Conformada en noviembre de 2013, uno de los periodos de mayor intensidad de la violenta guerra de este país, la Federación Democrática del Norte de Siria es un resultante de la relación de tire y afloje entre los kurdos y el Gobierno central. Nunca hubo un respaldo categórico a Bashar Al-Asad, quien salió adelante en este conflicto, en buena medida gracias a la intervención de Rusia, pero tampoco se aliaron a grupos que lo han combatido. Damasco apostó por mitigar su represión en esa parte del país y dar vía libre a la creación de esta región autónoma.

Unos kurdos se sienten traicionados por EE. UU.

Durante ese mismo periodo, los kurdos se convirtieron en una pieza clave para contener su avance y luego combatir el autodenominado Estado Islámico. Estados Unidos envió tropas a su vez y encontró en las FDS un aliado de peso para tratar de acabar con el grupo islamista. Este domingo, Mark Esper, el Secretario de Defensa, anunció el retiro de 1.000 soldados estadounidenses de la zona, (prácticamente la totalidad de los que quedaban) por estar “atrapadas entre dos ejércitos enemigos en avance (…) una situación insostenible”, justificó.
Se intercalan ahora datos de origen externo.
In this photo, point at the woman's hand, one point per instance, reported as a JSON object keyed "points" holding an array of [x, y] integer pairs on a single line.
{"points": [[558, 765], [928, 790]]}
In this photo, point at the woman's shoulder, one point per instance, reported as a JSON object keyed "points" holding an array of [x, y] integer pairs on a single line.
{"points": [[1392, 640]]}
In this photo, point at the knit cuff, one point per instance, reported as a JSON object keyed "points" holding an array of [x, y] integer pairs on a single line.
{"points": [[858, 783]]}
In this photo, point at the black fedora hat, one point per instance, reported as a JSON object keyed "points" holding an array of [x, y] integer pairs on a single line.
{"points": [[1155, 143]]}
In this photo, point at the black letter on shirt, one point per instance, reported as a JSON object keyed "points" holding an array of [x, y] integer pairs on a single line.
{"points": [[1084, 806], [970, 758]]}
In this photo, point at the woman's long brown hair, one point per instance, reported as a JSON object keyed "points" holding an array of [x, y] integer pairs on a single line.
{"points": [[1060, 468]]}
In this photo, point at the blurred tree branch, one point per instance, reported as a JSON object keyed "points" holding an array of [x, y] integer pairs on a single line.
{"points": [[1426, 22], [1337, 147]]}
Washington argumenta que se vio obligado a sacar sus militares debido a una intervención que no respalda y denuncia, pero no prevé ayudar a los kurdos que enfrentan el ejército turco ahora apoyado por rebeldes anti al-Asad. No obstante, el presidente Donald Trump ya había anunciado este retiro, antes de dar marcha atrás debido al rechazo que ha generado, en particular desde el Pentágono, donde los jefes del ejército han levantado la voz contra una decisión que haría perder la fiabilidad de EE. UU. como aliado. Hoy los kurdos denuncian precisamente un “apuñalamiento en la espalda” por parte de Trump.

La operación de Erdogan, que no es la primera en Siria, hubiera sido imposible sin el consentimiento de Trump. El líder de la Casa Blanca, no obstante, trató de alejarse de esta probable luz verde que dio y amenaza con imponer sanciones a Turquía.

Unas reacciones internacionales sin efecto

Por su parte, tras una reunión con Emmanuel Macron, Angela Merkel reiteró la necesidad de “detener esta invasión turca por razones humanitarias”. Francia, que restringió la venta de armas a Turquía, así como Alemania tratan de presionar para frenar este recrudecimiento de violencia que provocó al menos 100 mil desplazamientos forzados y la muerte de decenas de civiles desde el pasado miércoles.

Pero Erdogan cuenta con llevar su operación hasta su objetivo final, inclusive si eso significa nuevas tensiones con sus aliados. Los kurdos alertaron que no podrán luchar contra los turcos y seguir vigilando los prisioneros y familiares del autodenominado Estado Islámico. Aún queda por aclarar el papel de Rusia, aliada tanto de Al-Asad como de Erdogan. Unos oficiales kurdos sostuvieron que tropas rusas harán presencia en ciertas ciudades de la frontera norte de Siria, a raíz de un acuerdo que no se ha hecho público todavía.